Once I went to a teacher friend’s house; and her dining room table was stacked with assorted piles. I’m not always as tactful as I should be, so I asked, “What is going on in the dining room?” She was actually puzzled by the question. “It’s school stuff.”
“Yes,” she replied “I ran out of space in the classroom and I didn’t know what else to do with the stuff. Anyway. . . .,” she continued, “Who uses formal dining rooms anymore?”
That was a question I couldn’t answer. I certainly don’t use mine. So, I said, “I just like to keep my special things in the dining room because it’s the place that stays just the way I want and no one ever disturbs it.
The twinkle in her eye spoke volumes and she answered, “Precisely! These teacher magazines, papers, ideas, boxes, and cartons of stuff are exactly what is precious to me and I leave it in the dining room because no one disturbs it.”
I asked her what happened to keeping things in the trunk of the car.
Her reply? “It’s full.”
“What about the garage?” I asked.
“My husband thinks his car belongs in there, but I share the other half with the lawn mower and weed eater.”
“Do you think that maybe you should rent a storage area?”
“Done,” she answered quickly.
Frankly, I didn’t want to hear anymore.
I know the old saying about one person’s trash is another person’s treasure. Teachers certainly have a knack for seeing treasures when others can not.
Finding the treasure is a good thing. After all, if a set of battered canisters looks good, imagine how adorable a naughty child must be or how cute a child who needs special attention must look. It’s the way teachers are – finding the nuggets of treasure in everything and everyone.

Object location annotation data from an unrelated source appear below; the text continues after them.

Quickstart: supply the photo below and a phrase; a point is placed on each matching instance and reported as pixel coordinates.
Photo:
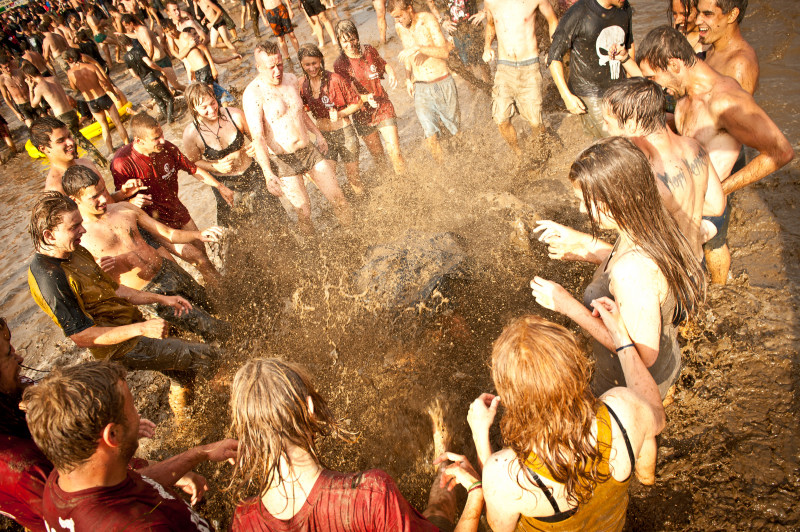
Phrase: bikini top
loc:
(211, 154)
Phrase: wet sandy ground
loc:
(728, 458)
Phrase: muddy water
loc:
(728, 458)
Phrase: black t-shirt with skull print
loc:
(589, 30)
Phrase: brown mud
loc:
(728, 457)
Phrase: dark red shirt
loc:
(135, 504)
(23, 473)
(340, 502)
(366, 73)
(335, 93)
(159, 172)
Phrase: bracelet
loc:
(475, 485)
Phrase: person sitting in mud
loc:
(51, 91)
(281, 132)
(155, 163)
(217, 141)
(84, 420)
(593, 444)
(651, 271)
(332, 101)
(687, 181)
(112, 237)
(99, 314)
(723, 118)
(94, 85)
(364, 68)
(277, 417)
(425, 53)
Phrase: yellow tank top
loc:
(605, 510)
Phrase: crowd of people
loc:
(670, 118)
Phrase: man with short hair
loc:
(156, 162)
(714, 110)
(281, 132)
(84, 420)
(599, 35)
(113, 237)
(425, 52)
(718, 23)
(687, 182)
(518, 79)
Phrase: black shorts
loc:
(98, 105)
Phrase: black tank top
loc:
(210, 154)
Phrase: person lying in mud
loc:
(217, 141)
(84, 421)
(723, 117)
(281, 132)
(112, 236)
(156, 162)
(571, 454)
(651, 271)
(332, 101)
(688, 183)
(277, 416)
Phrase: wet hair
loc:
(640, 100)
(269, 412)
(47, 213)
(616, 177)
(543, 376)
(69, 409)
(41, 129)
(729, 5)
(661, 45)
(76, 178)
(142, 124)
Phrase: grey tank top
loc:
(608, 371)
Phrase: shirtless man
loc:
(730, 55)
(49, 89)
(94, 86)
(518, 80)
(425, 52)
(152, 47)
(687, 182)
(15, 91)
(113, 238)
(280, 128)
(714, 110)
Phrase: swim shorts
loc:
(436, 103)
(342, 144)
(297, 163)
(98, 105)
(517, 89)
(279, 20)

For example, the first thing Byron’s teacher said, in a loud whisper, when she brought him into the office was, “Isn’t he the cutest thing?” Well, Byron was her second grade treasure and he couldn’t figure out why everyone was so distraught about the peanut butter and jelly sandwich IN the plastic sandwich bag being flushed down the toilet. His teacher knew it was a naughty thing, but she couldn’t talk to him without laughing. I was the one who had to put on a serious face and explain that flushing anything except bodily waste was unacceptable. It didn’t help when he reminded me that the sandwich was just several swallows and a couple of hours away from being appropriate for flushing. As he spoke, I realized that this little “nugget” was stealing my heart, just as he had stolen his teacher’s.
Some teachers find goodness in strange animals, too. We have many wonderful classroom pets that everyone finds warm, fuzzy and lovable. And then there’s the science lab with its tarantula, odd frogs, lizards, geckos, meal worms and a host of other unusual “pets”. They have, for the most part, been donated to the school by mothers who changed their minds about having them in the house. These second-hand critters are my friend, Lollie’s, treasures. She can make a single new habitat teach a multitude of lessons.
What, you may ask, are my treasures? That’s easy. I watch teachers take each diamond in the rough, each part of something or someone and work their magic. I am the observer as each egg carton becomes an art project and other unusual items become teaching tools. I have a front row seat as each child is transformed into a lifelong learner. I even learned to treasure that crazy, battered French horn when a child turned it into a planter. Who’d have guessed that the radio made from dumpster wire would be the beginning of an entire ham radio club? And when that dining room table, full of stuff, is harvested and modified, it is sure to reap treasures untold. As for Byron – he’s one of my most beloved treasures.
With twenty-five teachers and two hundred children, I guess you could say I have a gold mine.